The tiger (air)show
A tiger show without stunts involving darts, ping-pong balls and beer bottles? You bet!
The Singapore Airshow (from Feb 6-9) has been devoid of any major aircraft deals, save for a USD120 million ATR contract from Bangkok Airways for four turboprop planes from the Italian manufacturer and two orders from Malaysia’s Berjaya Hotels & Resorts. It’s not a big deal. Really.
There was a smaller but significant deal: US-based HondaJet struck a deal with France’s air taxi company Wijet for 16 planes. The company showcased its 7-seater business jet, each with a catalogue price of USD4.9 million, at the Changi Exhibition Centre.
But back to the tiger show…
Brazilian plane maker Embraer brought its hard-nosed “tiger” – the latest E190-E2 aircraft – to the airshow. The “tiger”, also dubbed “profit hunter”, was possibly the most photographed item on static display. Read more about it here.
The E2 is Embraer’s latest iteration of its popular E-jet series, used mostly in North America and Europe. The first E2 jet is slated for delivery to Norwegian carrier Wideroe this coming spring.

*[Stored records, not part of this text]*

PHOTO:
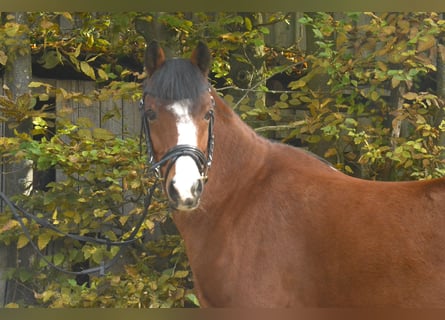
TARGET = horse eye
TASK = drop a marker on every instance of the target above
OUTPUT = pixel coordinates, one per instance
(150, 114)
(208, 115)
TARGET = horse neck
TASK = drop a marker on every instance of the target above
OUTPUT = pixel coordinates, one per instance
(238, 149)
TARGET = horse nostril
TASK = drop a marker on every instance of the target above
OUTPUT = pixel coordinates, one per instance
(172, 191)
(197, 188)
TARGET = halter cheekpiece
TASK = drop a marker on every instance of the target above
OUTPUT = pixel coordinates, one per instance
(202, 161)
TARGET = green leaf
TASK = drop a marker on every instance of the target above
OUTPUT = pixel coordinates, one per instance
(43, 240)
(192, 298)
(87, 69)
(181, 274)
(22, 241)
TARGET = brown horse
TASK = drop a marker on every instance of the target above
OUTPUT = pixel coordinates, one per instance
(271, 225)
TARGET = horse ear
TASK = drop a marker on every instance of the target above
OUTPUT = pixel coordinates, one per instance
(201, 57)
(154, 57)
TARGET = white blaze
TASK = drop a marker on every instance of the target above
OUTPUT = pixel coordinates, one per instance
(186, 173)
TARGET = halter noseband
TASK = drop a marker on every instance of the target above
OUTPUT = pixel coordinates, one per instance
(202, 161)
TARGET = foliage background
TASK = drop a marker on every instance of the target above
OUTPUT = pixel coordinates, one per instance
(367, 95)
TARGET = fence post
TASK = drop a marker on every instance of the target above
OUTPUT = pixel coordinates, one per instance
(17, 77)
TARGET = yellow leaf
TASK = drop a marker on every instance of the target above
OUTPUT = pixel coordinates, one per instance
(87, 69)
(410, 96)
(374, 96)
(11, 224)
(102, 74)
(181, 274)
(22, 241)
(395, 82)
(426, 42)
(12, 305)
(297, 84)
(43, 240)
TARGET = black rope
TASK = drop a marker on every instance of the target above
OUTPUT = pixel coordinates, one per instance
(15, 209)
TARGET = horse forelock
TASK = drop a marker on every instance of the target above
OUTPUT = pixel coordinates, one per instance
(177, 79)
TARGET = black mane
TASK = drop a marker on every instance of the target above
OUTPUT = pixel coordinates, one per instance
(176, 79)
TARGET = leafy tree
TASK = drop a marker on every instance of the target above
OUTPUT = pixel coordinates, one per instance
(370, 107)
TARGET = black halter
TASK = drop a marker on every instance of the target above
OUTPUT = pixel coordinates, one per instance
(202, 161)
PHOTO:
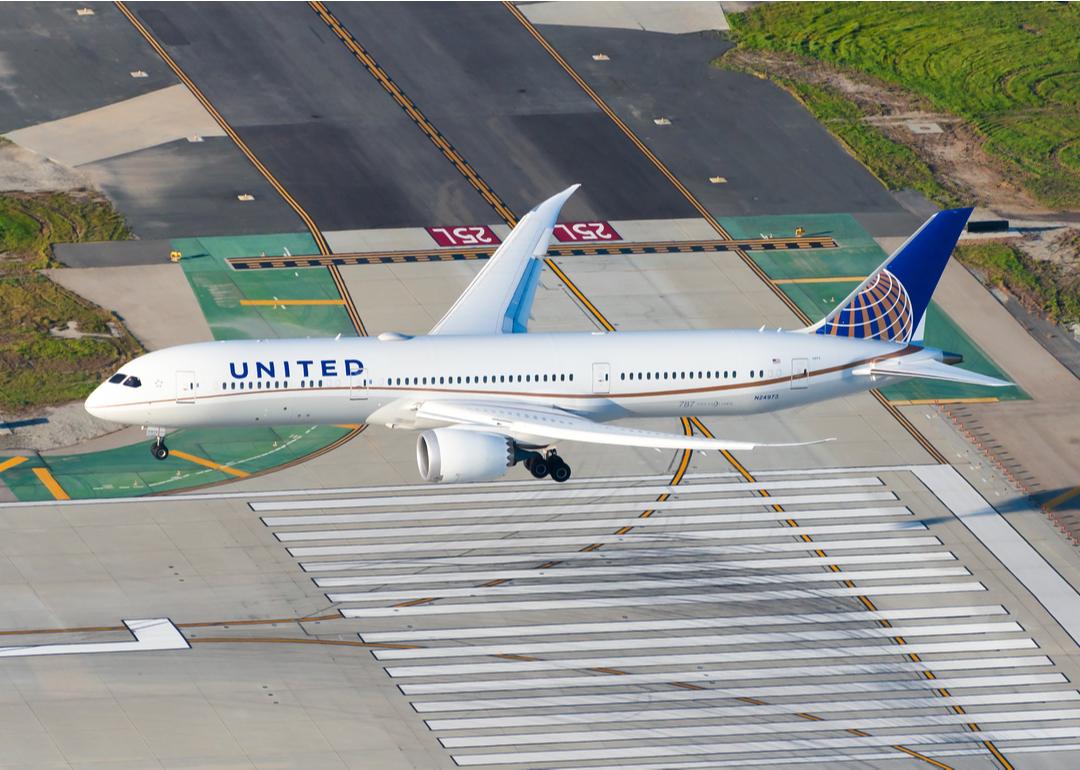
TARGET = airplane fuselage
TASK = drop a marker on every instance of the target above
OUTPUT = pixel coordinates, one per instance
(602, 376)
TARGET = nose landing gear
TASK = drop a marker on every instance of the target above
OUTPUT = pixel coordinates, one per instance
(159, 449)
(550, 464)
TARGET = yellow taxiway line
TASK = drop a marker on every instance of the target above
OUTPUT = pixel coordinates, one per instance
(208, 463)
(51, 484)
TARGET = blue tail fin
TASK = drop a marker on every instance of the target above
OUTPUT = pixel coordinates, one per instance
(891, 302)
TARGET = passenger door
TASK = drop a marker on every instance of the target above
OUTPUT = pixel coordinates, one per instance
(185, 387)
(602, 378)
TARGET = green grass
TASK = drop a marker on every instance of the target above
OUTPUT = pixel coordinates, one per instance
(1012, 70)
(1039, 284)
(37, 368)
(895, 165)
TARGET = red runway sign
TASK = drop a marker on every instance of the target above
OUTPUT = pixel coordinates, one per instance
(576, 231)
(463, 235)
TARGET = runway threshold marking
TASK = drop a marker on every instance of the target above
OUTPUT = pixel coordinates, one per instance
(51, 484)
(692, 200)
(210, 463)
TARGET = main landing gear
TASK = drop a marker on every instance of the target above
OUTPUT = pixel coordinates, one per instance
(159, 449)
(550, 464)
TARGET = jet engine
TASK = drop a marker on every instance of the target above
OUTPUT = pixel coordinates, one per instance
(456, 455)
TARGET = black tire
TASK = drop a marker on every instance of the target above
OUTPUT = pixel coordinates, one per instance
(559, 472)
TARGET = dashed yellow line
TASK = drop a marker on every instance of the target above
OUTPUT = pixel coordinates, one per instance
(827, 279)
(11, 462)
(51, 484)
(271, 302)
(210, 463)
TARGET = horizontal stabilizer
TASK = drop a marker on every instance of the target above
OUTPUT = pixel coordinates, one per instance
(541, 426)
(929, 369)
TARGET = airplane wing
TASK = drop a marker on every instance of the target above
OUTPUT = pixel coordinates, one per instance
(536, 426)
(500, 297)
(929, 369)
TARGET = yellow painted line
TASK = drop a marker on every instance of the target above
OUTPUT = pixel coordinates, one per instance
(923, 402)
(208, 463)
(11, 462)
(264, 302)
(837, 279)
(1064, 497)
(54, 488)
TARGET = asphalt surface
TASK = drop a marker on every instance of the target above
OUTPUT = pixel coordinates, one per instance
(56, 63)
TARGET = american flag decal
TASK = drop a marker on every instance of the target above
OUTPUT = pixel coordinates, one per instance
(881, 310)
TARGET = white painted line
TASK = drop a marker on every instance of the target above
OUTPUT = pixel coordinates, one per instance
(676, 551)
(520, 684)
(834, 757)
(635, 521)
(916, 739)
(714, 693)
(661, 568)
(817, 706)
(1028, 566)
(499, 500)
(673, 550)
(639, 537)
(402, 672)
(702, 640)
(719, 581)
(150, 634)
(624, 626)
(524, 739)
(658, 600)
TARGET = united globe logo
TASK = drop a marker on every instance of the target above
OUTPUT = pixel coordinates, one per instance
(881, 310)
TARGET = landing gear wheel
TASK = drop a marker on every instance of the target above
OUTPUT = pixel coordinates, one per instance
(559, 471)
(538, 467)
(159, 449)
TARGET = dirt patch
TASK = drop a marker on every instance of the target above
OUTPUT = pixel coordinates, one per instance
(955, 154)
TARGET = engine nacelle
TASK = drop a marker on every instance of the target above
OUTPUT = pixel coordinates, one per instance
(456, 455)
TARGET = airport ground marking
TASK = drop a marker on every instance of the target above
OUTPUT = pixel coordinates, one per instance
(662, 167)
(210, 463)
(481, 253)
(11, 462)
(45, 476)
(274, 302)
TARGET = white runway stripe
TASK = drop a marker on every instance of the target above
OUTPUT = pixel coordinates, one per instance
(916, 739)
(639, 537)
(632, 521)
(704, 640)
(561, 571)
(817, 706)
(676, 551)
(630, 600)
(785, 727)
(402, 672)
(814, 690)
(623, 626)
(499, 499)
(709, 582)
(518, 684)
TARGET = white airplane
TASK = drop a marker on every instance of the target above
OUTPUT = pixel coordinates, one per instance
(486, 395)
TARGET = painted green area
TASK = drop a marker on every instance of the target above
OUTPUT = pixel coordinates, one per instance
(1008, 68)
(856, 256)
(131, 471)
(219, 288)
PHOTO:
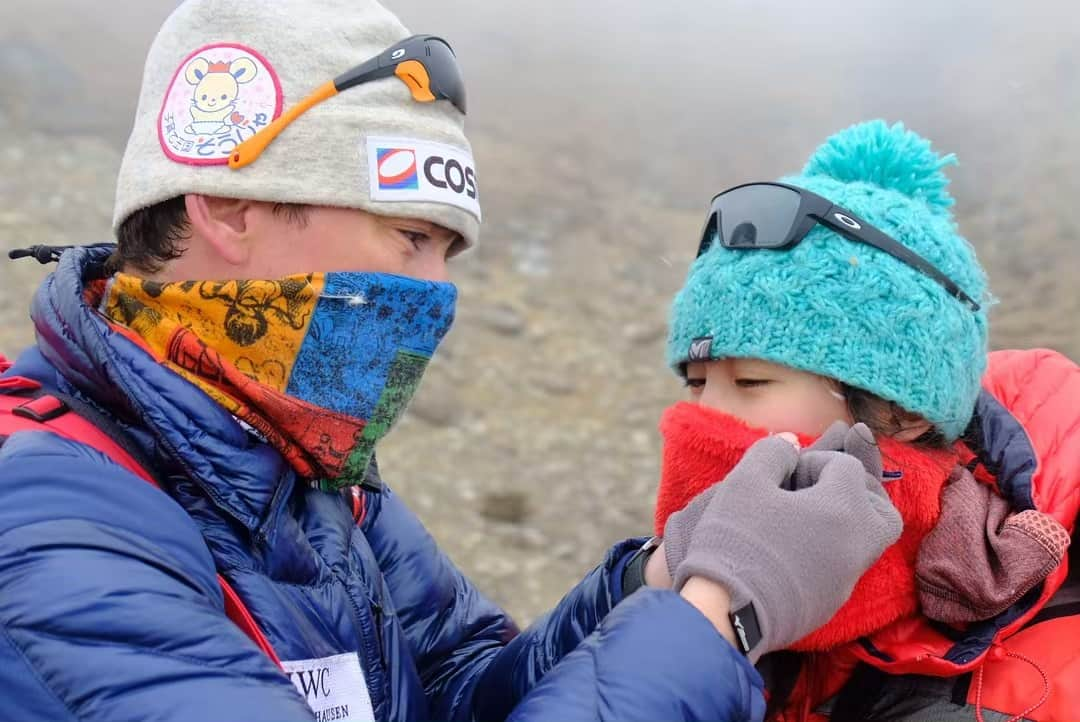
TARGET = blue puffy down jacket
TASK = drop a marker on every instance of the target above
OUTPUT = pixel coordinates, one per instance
(110, 609)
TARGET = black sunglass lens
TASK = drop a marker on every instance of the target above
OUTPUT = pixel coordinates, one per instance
(445, 73)
(756, 216)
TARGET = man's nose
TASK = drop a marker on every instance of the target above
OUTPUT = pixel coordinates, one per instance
(430, 266)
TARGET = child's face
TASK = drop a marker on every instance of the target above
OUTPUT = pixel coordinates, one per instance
(764, 394)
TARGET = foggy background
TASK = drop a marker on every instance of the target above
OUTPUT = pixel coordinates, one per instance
(601, 131)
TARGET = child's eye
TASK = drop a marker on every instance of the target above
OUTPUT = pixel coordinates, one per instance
(696, 385)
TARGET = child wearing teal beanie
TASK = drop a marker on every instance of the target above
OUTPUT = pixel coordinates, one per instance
(846, 294)
(848, 311)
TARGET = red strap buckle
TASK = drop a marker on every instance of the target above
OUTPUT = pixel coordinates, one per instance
(41, 409)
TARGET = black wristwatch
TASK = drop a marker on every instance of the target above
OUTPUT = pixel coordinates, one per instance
(746, 627)
(633, 573)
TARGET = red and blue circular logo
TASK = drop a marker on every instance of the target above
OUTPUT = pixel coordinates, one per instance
(397, 168)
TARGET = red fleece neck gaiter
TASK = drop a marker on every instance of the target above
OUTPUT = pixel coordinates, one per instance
(702, 446)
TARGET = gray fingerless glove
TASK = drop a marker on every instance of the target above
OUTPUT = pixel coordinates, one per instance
(794, 555)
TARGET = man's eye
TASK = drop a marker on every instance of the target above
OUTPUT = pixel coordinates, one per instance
(417, 237)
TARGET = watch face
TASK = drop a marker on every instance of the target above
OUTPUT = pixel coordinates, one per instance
(747, 628)
(651, 545)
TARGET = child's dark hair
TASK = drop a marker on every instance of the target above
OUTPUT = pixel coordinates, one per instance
(887, 418)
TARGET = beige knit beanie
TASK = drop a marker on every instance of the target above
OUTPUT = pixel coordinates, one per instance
(220, 70)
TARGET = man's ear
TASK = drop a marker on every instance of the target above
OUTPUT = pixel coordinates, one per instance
(223, 225)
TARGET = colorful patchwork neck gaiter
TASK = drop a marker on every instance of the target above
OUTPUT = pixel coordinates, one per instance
(321, 365)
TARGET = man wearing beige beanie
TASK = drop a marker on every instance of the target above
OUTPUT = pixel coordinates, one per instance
(191, 521)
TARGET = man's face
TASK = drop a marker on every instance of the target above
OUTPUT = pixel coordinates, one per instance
(328, 239)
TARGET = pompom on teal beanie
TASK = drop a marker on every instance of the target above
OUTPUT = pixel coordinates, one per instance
(846, 310)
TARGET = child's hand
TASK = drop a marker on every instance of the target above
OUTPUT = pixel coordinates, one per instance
(793, 556)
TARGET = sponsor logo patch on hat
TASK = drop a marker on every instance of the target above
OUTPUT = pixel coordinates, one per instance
(397, 168)
(406, 169)
(219, 96)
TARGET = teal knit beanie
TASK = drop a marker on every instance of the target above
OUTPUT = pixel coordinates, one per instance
(846, 310)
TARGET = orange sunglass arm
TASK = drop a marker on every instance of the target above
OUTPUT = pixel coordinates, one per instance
(251, 149)
(412, 72)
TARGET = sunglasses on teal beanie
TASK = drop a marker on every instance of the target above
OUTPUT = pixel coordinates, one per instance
(772, 216)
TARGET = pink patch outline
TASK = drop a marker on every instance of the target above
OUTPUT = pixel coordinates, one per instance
(279, 100)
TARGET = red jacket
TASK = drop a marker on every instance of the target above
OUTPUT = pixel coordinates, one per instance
(1027, 441)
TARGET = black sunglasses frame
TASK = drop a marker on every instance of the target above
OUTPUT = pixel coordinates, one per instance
(815, 209)
(446, 81)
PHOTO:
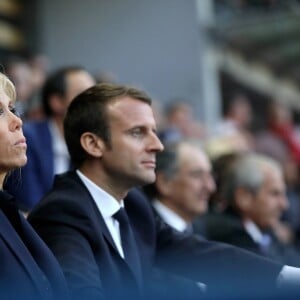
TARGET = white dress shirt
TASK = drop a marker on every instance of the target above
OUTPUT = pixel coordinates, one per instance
(170, 217)
(107, 206)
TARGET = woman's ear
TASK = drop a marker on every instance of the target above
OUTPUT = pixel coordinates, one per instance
(92, 144)
(57, 104)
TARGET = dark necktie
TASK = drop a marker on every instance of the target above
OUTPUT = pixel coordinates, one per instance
(128, 244)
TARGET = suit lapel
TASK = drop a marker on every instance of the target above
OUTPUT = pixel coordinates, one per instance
(95, 213)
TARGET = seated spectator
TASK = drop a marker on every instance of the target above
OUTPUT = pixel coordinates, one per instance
(109, 246)
(255, 192)
(47, 151)
(28, 268)
(19, 71)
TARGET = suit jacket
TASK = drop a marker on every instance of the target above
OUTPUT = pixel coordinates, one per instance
(37, 175)
(28, 269)
(228, 228)
(72, 226)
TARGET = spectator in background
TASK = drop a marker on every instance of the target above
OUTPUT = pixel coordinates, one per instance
(237, 118)
(28, 268)
(47, 151)
(111, 135)
(254, 189)
(180, 122)
(280, 140)
(183, 185)
(19, 71)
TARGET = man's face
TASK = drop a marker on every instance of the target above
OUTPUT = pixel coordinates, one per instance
(131, 159)
(192, 184)
(77, 82)
(270, 201)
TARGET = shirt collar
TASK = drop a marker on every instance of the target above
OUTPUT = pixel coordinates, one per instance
(106, 203)
(255, 233)
(169, 216)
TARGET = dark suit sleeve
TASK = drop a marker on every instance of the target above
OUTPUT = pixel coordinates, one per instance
(71, 247)
(226, 270)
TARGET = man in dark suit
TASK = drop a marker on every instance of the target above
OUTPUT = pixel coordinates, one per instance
(183, 184)
(254, 189)
(111, 136)
(47, 152)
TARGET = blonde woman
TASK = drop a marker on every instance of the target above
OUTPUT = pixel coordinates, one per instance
(28, 270)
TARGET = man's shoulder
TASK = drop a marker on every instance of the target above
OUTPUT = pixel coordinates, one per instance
(68, 195)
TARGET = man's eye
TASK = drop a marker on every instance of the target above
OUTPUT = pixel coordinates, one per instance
(136, 132)
(15, 111)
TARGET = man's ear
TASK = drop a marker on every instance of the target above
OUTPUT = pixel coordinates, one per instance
(56, 102)
(243, 199)
(164, 184)
(92, 144)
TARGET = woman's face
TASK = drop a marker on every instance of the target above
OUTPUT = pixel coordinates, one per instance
(12, 142)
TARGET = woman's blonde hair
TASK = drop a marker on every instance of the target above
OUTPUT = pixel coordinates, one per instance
(7, 87)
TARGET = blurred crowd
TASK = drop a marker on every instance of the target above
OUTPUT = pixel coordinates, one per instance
(237, 185)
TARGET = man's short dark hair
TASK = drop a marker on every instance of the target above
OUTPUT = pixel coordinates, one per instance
(88, 113)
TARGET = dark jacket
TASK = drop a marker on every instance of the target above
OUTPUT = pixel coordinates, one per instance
(72, 226)
(28, 269)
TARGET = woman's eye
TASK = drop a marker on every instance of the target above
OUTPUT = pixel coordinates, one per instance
(136, 132)
(15, 111)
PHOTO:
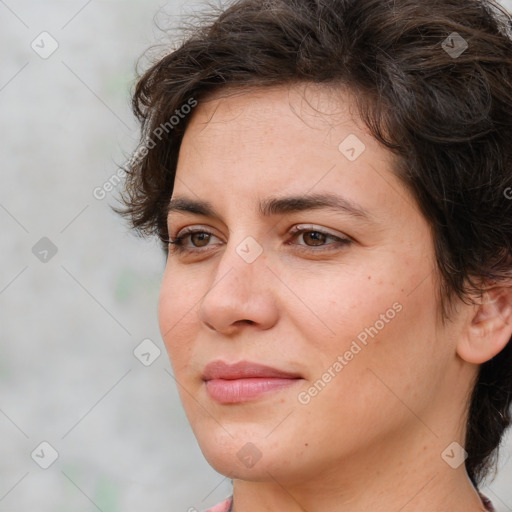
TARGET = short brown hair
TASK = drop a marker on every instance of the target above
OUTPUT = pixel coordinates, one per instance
(447, 116)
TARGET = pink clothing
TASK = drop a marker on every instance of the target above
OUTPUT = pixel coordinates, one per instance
(225, 506)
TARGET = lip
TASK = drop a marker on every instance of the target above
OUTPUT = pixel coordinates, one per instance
(244, 370)
(240, 382)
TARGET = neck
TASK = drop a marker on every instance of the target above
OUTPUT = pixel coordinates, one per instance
(389, 477)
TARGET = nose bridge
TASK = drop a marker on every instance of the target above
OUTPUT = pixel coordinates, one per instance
(242, 264)
(237, 292)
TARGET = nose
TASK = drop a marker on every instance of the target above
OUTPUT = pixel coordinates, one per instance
(241, 293)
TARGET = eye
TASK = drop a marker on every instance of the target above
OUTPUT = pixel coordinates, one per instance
(318, 238)
(199, 239)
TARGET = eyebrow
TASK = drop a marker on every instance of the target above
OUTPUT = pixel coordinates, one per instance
(278, 205)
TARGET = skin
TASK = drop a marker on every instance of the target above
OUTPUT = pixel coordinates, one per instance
(372, 438)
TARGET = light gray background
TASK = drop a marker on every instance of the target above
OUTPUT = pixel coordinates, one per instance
(69, 326)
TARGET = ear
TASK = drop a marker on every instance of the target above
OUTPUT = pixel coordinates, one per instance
(489, 326)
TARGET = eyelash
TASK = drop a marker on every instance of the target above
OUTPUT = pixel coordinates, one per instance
(180, 248)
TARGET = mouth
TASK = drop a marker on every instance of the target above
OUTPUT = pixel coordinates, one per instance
(244, 381)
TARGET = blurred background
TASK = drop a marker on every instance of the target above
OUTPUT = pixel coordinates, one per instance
(90, 417)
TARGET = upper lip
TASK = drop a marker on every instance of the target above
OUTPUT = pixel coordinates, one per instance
(243, 370)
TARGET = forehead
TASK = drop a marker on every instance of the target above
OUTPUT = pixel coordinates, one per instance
(241, 146)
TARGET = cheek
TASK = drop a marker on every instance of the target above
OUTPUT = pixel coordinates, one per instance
(177, 316)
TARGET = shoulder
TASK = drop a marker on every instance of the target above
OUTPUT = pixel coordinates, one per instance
(224, 506)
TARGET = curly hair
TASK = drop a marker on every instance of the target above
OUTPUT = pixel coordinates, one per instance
(433, 83)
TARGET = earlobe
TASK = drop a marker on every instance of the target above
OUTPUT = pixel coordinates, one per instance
(489, 327)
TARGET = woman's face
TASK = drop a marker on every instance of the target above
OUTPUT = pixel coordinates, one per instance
(348, 306)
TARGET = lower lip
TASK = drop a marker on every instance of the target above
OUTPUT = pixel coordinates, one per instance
(241, 390)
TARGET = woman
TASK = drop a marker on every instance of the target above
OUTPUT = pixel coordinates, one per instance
(332, 182)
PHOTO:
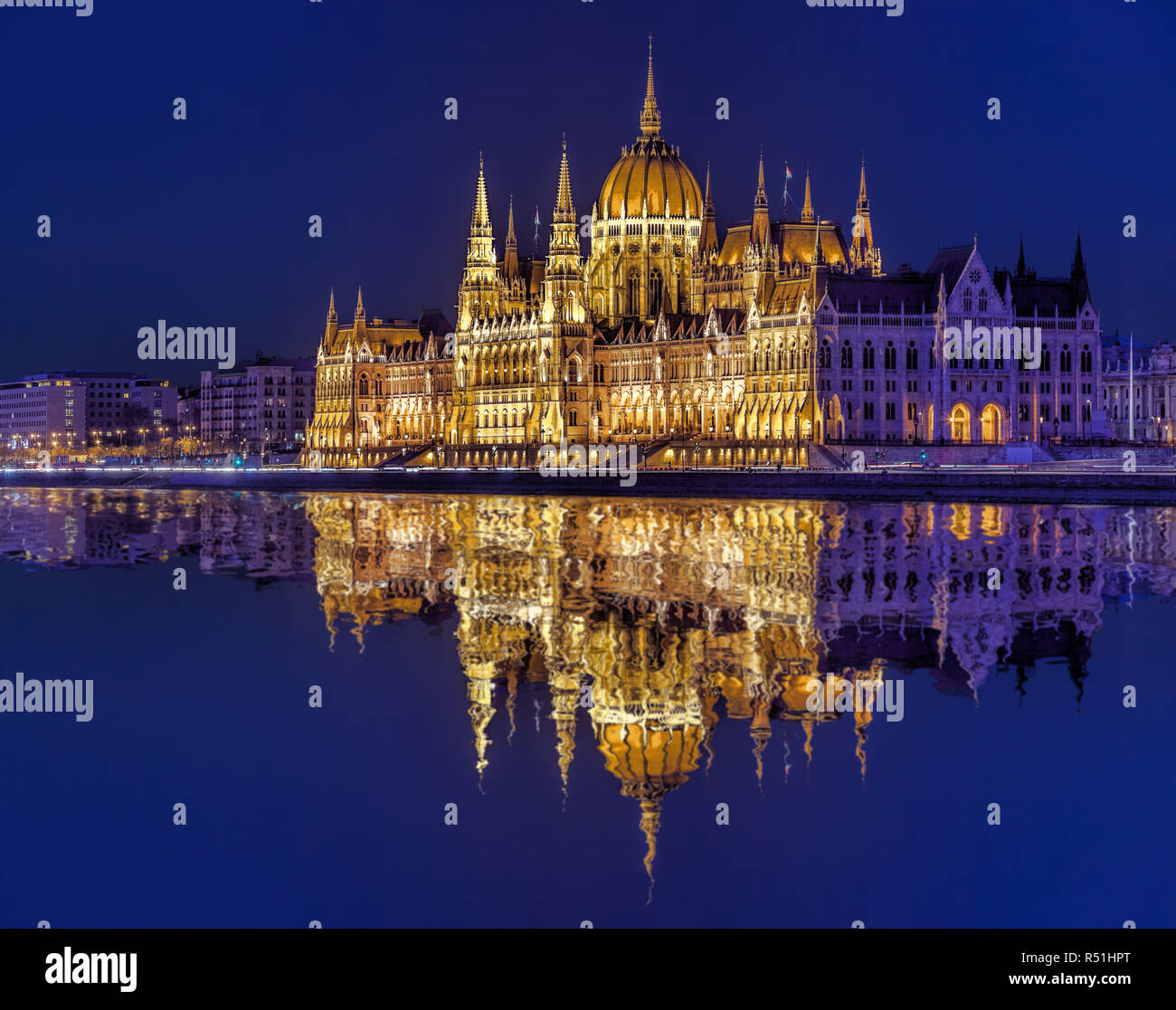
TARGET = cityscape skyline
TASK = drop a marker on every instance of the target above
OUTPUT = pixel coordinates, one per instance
(428, 203)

The airshow pitted Embraer’s products against its biggest and fiercest rival, Canada’s Bombardier.
On offer from Bombardier is the C Series, namely the -100 and -300 variants, although only the CS300 was on display at the airshow, in air Baltic livery. It is an impressive plane, with a very comfortable cabin (we didn’t like the middle seat, though) and a sleek cockpit.
The market for regional jets is small. It’s a niche market but one that has a big upside in Asia, particularly Southeast Asia where many countries are archipelagic in nature.
There’s a lot to be said about right-sizing in a marketplace marked by overcapacity. Regional planes are a lot cheaper to operate and much more fuel-efficient. It’s a matter of time before some airlines in the region look at flying the right size, right type of aircraft.
It’s becoming a crowded market for regional jet players. Bombardier and Embraer aside, Mitsubishi remains optimistic about its MRJ plane, which has been delayed five times. The Japanese company aims to sell over 650 of the MRJs. It’s unlikely to happen.
China is a ripe market for regional aircraft and the Chinese has come up with its own model, the ARJ21 made by local state-owned manufacturer Comac. The Russians are at it, too, with the Sukhoi Superjet 100.
But the battle royale will be between the Bombardier CSeries (with Airbus soon to provide the know-how) and Embraer’s E2 (perhaps soon to be acquired by Boeing?)…
Embraer and Boeing have been careful with their words, about any potential tie-up. The Brazilians have got a good thing going. Let’s see if the price reflects that.